To study how obesity affects this defence mechanism, the team bred mice that were designed to express a known cancer-inducing mutant protein called Ras.
Epithelial cells usually remove the potentially malignant Ras-transformed cells.
Feeding the Ras mice high-fat diets, which resulted in severe obesity, suppressed the defence mechanism and therefore increased the number of Ras-transformed cells remaining in the tissue.
This suppression was seen in the intestine and pancreas, but not in the lungs, the researchers noted.
A month later, the Ras-transformed cells developed a tumour in the pancreas of mice with the high-fat diet.
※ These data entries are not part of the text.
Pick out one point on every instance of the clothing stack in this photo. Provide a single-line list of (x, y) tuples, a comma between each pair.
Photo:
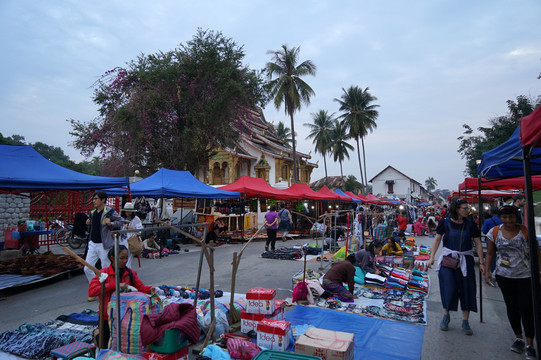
[(373, 280)]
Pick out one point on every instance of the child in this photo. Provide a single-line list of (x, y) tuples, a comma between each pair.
[(128, 277)]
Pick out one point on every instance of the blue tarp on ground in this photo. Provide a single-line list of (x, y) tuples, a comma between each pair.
[(374, 338), (506, 160), (173, 183), (24, 168)]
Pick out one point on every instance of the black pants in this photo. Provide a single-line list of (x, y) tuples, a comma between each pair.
[(517, 294), (271, 238)]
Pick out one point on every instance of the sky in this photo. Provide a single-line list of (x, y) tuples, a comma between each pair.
[(433, 65)]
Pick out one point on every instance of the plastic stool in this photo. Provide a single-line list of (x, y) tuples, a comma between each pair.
[(71, 351)]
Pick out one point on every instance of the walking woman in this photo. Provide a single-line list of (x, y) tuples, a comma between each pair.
[(455, 268), (509, 244)]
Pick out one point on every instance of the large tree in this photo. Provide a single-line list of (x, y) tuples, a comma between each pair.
[(340, 146), (472, 146), (359, 116), (287, 86), (170, 109), (320, 131)]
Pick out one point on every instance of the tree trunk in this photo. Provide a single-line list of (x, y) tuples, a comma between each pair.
[(364, 160), (360, 166), (294, 149), (325, 162)]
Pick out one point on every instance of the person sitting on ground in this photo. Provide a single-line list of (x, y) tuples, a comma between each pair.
[(128, 278), (366, 258), (339, 273), (420, 228), (151, 249), (391, 248)]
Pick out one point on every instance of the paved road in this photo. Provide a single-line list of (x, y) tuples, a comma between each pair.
[(491, 339)]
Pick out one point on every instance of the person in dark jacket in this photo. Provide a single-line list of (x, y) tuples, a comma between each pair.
[(339, 273)]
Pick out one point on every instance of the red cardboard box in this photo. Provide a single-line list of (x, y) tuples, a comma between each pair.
[(249, 321), (273, 334), (182, 354), (260, 301), (327, 344)]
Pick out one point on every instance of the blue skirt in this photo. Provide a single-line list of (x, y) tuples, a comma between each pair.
[(454, 286)]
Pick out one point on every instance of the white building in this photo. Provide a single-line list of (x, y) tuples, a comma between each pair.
[(393, 183)]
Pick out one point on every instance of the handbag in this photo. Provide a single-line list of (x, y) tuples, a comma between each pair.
[(449, 261), (135, 245)]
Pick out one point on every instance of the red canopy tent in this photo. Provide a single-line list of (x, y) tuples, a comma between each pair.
[(251, 187), (332, 195), (303, 191), (471, 184)]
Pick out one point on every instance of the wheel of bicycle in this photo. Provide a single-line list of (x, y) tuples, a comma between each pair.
[(74, 241), (62, 236)]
Further experiments using the mice model and cultured cells revealed that fatty acids and chronic inflammation cause the suppression of the defence mechanism.
However, when mice fed a high-fat diet were treated with aspirin, known for its anti-inflammatory properties, the defence mechanism was substantially enhanced.
This implies that reinforcing the epithelial defence mechanism with anti-inflammatory drugs could be utilised for cancer prevention, the researchers said.